There certainly appears to be a large increase in number of reported storms between 1960 to 1980, plateauing out in the more recent decades. Is this climate change?
flashback to April 1960... . The space race is rapidly approaching, new avenues of Earth observation are about to open. The value of satellite weather observations continues to be unproven because of the repeated failures of the Vanguard 2 satellite. It's successor, The Television Infrared Observation Satellite Program (TIROS) was the first weather satellite to successfully reach orbit and begin observations. An explicit goal of the TIROS satellite was to improve decisions that are otherwise hard to make from Earth-bound observations like "should we evacuate the coast because of a hurricane?". and with TIROS beginning continuous coverage of the Earth's weather in 1962 we began to identify more storms that might have otherwise gone unnoticed or would have lacked enough observations to be included in the archive. Since, 1960 we have continued to add more weather satellites into orbit around the planet and today we have a near continuous and universal coverage of the entire surface of the planet in multiple spectral bands. And that is the steep increase in storm counts from 1960 to 1980.
Zooming in on the storms from the last 44 years, we see that there is no appreciable increase in number of storms of any category.
Tropical storms acquire their energy from the rising latent heat from the ocean surface. So it stands to reason that tropical storms are able to gain energy more easily when sea surface tempertures are higher.
The large scale shifts in ocean and wind circulation that are caused by the EL Nino cycle effect nearly all weather patterns around the world, Hurricane formation is no different. The coming of a strong El Nino period results is significantly higher East pacific temperatures and a break down of the Easterly trade winds. This forms the perfect conditions for storm formation in the Pacific and much more stable conditions in the Atlantic. The resulting effect is that American shores find reprieve from being bashed around by hurricanes. We can see that whenever there is a positive El Nino period, for instance the one that begins around 2016, it coincides or is just preceded by a sharp decline in tropical storms.

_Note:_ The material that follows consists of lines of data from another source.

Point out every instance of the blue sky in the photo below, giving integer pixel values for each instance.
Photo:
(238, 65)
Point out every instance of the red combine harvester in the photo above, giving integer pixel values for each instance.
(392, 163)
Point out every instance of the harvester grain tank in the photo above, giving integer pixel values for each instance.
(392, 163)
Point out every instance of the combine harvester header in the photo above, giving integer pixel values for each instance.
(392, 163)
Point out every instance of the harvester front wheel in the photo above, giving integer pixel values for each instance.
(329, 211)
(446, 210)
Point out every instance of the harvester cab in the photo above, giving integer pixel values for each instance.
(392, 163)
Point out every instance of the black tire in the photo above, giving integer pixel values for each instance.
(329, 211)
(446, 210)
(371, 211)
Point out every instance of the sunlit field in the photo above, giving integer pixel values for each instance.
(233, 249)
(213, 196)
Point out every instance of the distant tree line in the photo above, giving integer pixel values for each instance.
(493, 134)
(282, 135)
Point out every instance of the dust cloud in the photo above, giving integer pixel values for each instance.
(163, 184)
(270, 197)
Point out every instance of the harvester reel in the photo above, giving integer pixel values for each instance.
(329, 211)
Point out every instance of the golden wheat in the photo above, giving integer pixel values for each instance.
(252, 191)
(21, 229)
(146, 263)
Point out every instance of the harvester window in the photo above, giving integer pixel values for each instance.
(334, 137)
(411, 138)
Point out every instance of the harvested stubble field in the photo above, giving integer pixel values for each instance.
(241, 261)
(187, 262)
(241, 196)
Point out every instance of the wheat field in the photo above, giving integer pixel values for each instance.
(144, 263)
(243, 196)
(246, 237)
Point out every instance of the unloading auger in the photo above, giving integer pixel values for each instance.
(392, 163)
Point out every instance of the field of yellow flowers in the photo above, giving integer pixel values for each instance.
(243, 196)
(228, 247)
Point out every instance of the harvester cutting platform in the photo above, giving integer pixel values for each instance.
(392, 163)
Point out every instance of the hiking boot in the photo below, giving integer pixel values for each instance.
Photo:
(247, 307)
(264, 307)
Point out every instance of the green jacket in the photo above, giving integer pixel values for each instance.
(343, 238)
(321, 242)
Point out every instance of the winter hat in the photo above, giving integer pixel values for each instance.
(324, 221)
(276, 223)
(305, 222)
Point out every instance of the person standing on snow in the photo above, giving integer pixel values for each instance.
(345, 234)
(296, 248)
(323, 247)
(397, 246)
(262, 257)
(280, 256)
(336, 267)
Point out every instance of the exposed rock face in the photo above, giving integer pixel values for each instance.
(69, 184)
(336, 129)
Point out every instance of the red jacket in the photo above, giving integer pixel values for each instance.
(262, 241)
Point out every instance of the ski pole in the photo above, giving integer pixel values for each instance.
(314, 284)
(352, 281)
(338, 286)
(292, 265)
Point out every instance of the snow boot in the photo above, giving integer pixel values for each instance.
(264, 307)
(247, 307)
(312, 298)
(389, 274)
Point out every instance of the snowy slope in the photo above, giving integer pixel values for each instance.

The dominant effect of internal climate variability on storm formation also makes it harder to observe any changes that may be caused due to climate change. While it is a welcome realisation that the number of tropical storms is not increasingly drastically with climate change it does not mean that the process is immune to the effects of a warming planets. One effect is that the storms that do take shape have more food to available and so they grow stronger and more violent.
By food I mean latent energy and by stronger I mean they-have-faster-wind-speeds. Rapid intensification is when a storm undergoes an increase in sustained winds that is greater than 30 knots (55 Kmph) within 24 hours.
With greater average Sea Surface Temperatures the storms more and more storms are undergoing more and more violent intensification events.
The most dramatic of weather events that cause the most visceral damage to humans does not appear to be undergoing a dramatic worsening because of climate change. But the damage they cause is worsening, storm surges get higher every year as sea level rises, exposing new regions to storm flooding. The increasing amounts of latent energy that is being taken up by storms leads to changes in their dynamics, causing greater amounts of rainfall. All these effects have been shown to be caused by anthropogenic climate change and will continue to become more extreme as temperatures rise.